# 3D Printing > 3D Printer Parts, Filament & Materials >  Printing POM/Delrin...it sticks!

## Randall28

Hi everyone, I'm new to this forum, and fairly new to 3D printing too. 
I've been experimenting with printing using POM (1.75mm in Black, from Hobbyking) and have looked around various forums to see how other people managed to get it to stick to anything (it is really slippery stuff). 

Anyway I thought I'd share the method I'm using having had some success. 

I have found that it sticks very well to cotton. So I got a piece of board (tufnol in this case, but you could use anything) and glued a sheet of cotton (an old pair of boxer shorts, washed of course!) to it using Impact adhesive. 
It seems to work really well. 

The heat settings I'm using are; 215 C for the extruder, and 105 C for the bed.

A large brim seems to reduce the amount of warping too.


I'd be really interested to hear how other people are getting on with printing POM, and if anyone has any further tips/comments....

----------


## jfkansas

You really need a hot build plate for this stuff. Like 130+. Then Extruder temps should be around 195 or 200.  I haven't tried it but evidently a thick ABS slurry on Glass works.

----------


## curious aardvark

what is pom ?

----------


## jfkansas

Dellrin...

----------


## Mjolinor

https://en.wikipedia.org/wiki/Polyoxymethylene

----------


## jfkansas

https://groups.google.com/forum/?hl=...E/t_614319WWcJ

There is a pretty good discussion about it here.
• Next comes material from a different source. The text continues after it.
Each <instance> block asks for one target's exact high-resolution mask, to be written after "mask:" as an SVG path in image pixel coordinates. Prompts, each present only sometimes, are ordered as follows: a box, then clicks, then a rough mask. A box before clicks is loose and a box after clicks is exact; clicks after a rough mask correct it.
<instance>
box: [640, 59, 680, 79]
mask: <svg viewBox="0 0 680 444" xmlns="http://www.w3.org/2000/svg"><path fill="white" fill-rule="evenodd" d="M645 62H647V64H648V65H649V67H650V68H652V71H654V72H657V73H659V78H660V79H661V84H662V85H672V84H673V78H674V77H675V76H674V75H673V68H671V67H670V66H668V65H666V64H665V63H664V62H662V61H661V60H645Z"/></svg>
I started this thread originally and some very good advice is given about properties and use of this filament.

----------


## Ama-fessional Molder

Actels are fun. Running some of it right now (injection molding).

For what it's worth, for most of our molding applications with this material we run mold temperatures of around 80c tops. Now, this is to *encourage* release from the mold, if I had to guess to get it to *stick* to the tool I would suggest in excess of... *converting* 120c. At that temperature an acetel resin should stick to damn near anything and then pop right off once it cools down. I know when I have a hot tool in my hand and I get molten delrin on it, the stuff stays firmly put until the whole assembly is cooled down.

Though I am sure you have noticed the smell when processing it, just in case, I would strongly suggest good ventilation. Formaldehyde gas is volatilized from these plastics, and that stuff wreaks havoc on mucus membranes.

Additional information I can supply:

Acetel is a highly crystalline polymer. Since the Tg is below 0, any cure temperature (chamber temp in the case of printing) will encourage strong crystal formation. The higher you can comfortably manage chamber temperature, the larger, stronger, and more dense the crystals will be. This makes for excellent mechanical properties. Of course, you will also reduce warping this way. Double bonus. Thing is though that most likely the differences won't matter for 99.9% of you guys. Just something to keep in mind.

Cautionary note:

Many acetels are also pretty flammable, so be wary of this if you plan to use an open flame to heat a clogged extruder with the stuff in it. I have lit the entire back side of an 30x1000mm extruder on fire before. Some brands have flame retardants in them, but even still the stuff will ignite.

----------


## curious aardvark

looks like across between pla and nylon. 




> so be wary of this if you plan to use an open flame to heat a clogged  extruder with the stuff in it. I have lit the entire back side of an  30x1000mm extruder on fire before. Some brands have flame retardants in  them, but even still the stuff will ignite.


lol cos setting fire to the extruder would be my first recourse. 

You're mad. :-)

----------


## Ama-fessional Molder

POM isn't a cross between anything.

But it isn't uncommon to use an open flame to clear glob formed due to a leak in the assembly. I would imagine that's probably the last thing you would try with a hotend that isn't all metal though lol.

And what am I mad about?

----------


## Mjolinor

> And what am I mad about?


Plastic?

minchars

----------


## Ama-fessional Molder

Enthusiastic is the correct word.

----------


## hazyj

All. I'm printing POM successfully at 177C on PEI surface hot bed @ 140C. Not great prints so far, but at least the stuff is sticking and not warping. I have my extrusion and movements set to VERY SLOW however. Makes this less than ideal, but hey it finally works.

I've had a heck of a time with Gizmo Dorks POM. Warping is the main issue. I'm able to get it to stick to a LARGE bed of PLA at 50C and below (so the PLA bed remains flat), but laying down the PLA takes awhile and there's still the issue of warping. The only way I can stop the warping is extrude at 177C.

If I could I'd heat up the entire chamber @ 150C and try 195C to see of that warps. Can't do it with my gear though.

Feel free to email me at jahearn@sbcglobal.net

----------


## ralphzoontjens

POM is an engineering plastic so very high grade with superior mechanical properties. It is strong and lightweight without being brittle, it is not prone to weathering degradation and used in high-performance applications such as motorcycle gears.
If you can 3D print this it will open up new applications - how strong are the parts you get out of the printer?

----------